The GNSS system in the vehicle consists of rugged high precision antennas with ultra-durable water tight enclosures and a receiver system with internal storage and INS options. The system can give precise positioning data with 1 cm accuracy at an ouput data rate of 10Hz in real-time. The collected data have various features such as latitude, longitude, height, roll, pitch, yaw, north velocity, east velocity, standard deviations of all features, etc.

4. Camera

The acA1920-40gc Basler ace GigE camera is equipped with a Sony IMX249 sensor. It has a default resolution of 1920p x 1200p and a frame rate of 42 fps.


Raw images
Annotated images
Raw images
Annotated images
Raw images
Annotated images
Raw images
Annotated images

Sensors used in the UAVs:

TiHAN Quadcopters and Hexacopters were equipped with sensors such as RGB, Multispectral, Hyperspectral, LiDAR, Thermal sensors which are used for estimation of traits, plant diseases in agriculture.

The challenges are faced when images obtained from UAV are of variable quality for different UAV, camera and environment factors. Hence, we used state-of-the-art AI/ML/DL techniques to estimate the traits.

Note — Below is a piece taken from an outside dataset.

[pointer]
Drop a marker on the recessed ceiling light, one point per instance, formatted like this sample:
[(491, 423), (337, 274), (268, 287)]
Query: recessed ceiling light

1. Hyperspectral Sensor Imaging (HSI)

Hyperspectral imaging sensor

Hyperspectral camera on UAV flying

RGB view of HS image of Sorghum

UAVs mounted with HSI have wide field of coverages, short revisiting periods, high spectral and spatial resolutions. UAV-based HSI can be employed in agriculture for nutrient analysis of canopy (phosphorous, nitrogen, etc.), early detection of canopy water stress, crop biomass and yield estimation, disease/pest stress detection etc.

2. Multispectral Imaging Sensor (MSI)

Multispectral Camera

Light Sensor and GPS module with RGB Camera for Multispectral Camera

Processed image

Multispectral imaging involves the collection of data across the electromagnetic spectrum, usually including light that is visible and invisible to the human eye. The use cases include, vegetation water content, density of biomass or relative biomass, chlorophyll content, crop productivity or yield estimation.

3. RGB Camera

DJI Zenmuse X5

An RGB camera is used to deliver colored images of people and objects by capturing light in red, green, and blue wavelengths (RGB). This camera utilizes visible light with a wavelength ranging from 400 to 700nm.